Os que estão no poder dizem-nos reiteradamente que não há outras alternativas que não sejam os resgates financeiros, quando se trata de garantir o euro (ou, na realidade, as instituições financeiras). Permanece incerto se eles realmente acreditam nisso.
Erro número três - Obviamente, há pelo menos uma outra possibilidade. Uma versão, sobre a qual banqueiros alemães têm conversado há mais de um ano, está sendo recomendada urgentemente por analistas. Ela sendo agora adotada, indiretamente, pela nova dirigente do FMI - Fundo Monetário Internacional, Christine Lagarde, e pelo ministro da Economia alemão, Phillip Rösler (do Partido Democrático Livre, FDP em alemão). Mas, tem sido rejeitada pelo maior partido do governo, o conservador Democratas Cristãos de Angela Merkel, e pelos principais partidos oposicionistas, o Social Democratas de centro-esquerda e o Partido Verde. Na realidade, a ideia tornou-se quase um tabu.

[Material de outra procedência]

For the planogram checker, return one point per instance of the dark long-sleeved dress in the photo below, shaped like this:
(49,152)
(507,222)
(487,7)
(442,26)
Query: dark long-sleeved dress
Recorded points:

A solução é o denominado corte de cabelo da dívida ou, nas palavras do muito maligno Rösler, uma "falência organizada". Os credores que frivolamente deram à Grécia e a outros países crédito até o ponto de uma declaração real de falência perderiam tanto dinheiro, que as perdas remanescentes para o país devedor seriam realmente administráveis. Especialistas acreditam que esse corte de cabelo da dívida envolveria entre 30 e 50% da dívida, dependendo do país. O segundo plano de resgate da Grécia, no verão, provê um perdão de apenas 20%, mas é voluntário e até agora apenas 75% das instituições financeiras concordaram com ele. [Essa ideia do "corte de cabelo da dívida" me pareceu um ovo de Colombo. Algo praticamente equivalente foi proposto em um debate recente na televisão espanhola por um economista da Universidade de Valência, na Espanha, que disse que é evidente que a Grécia não tem nenhuma condição de pagar uma parte considerável de sua dívida, e que portanto essa parcela deveria ser simplesmente eliminada do total da dívida do país].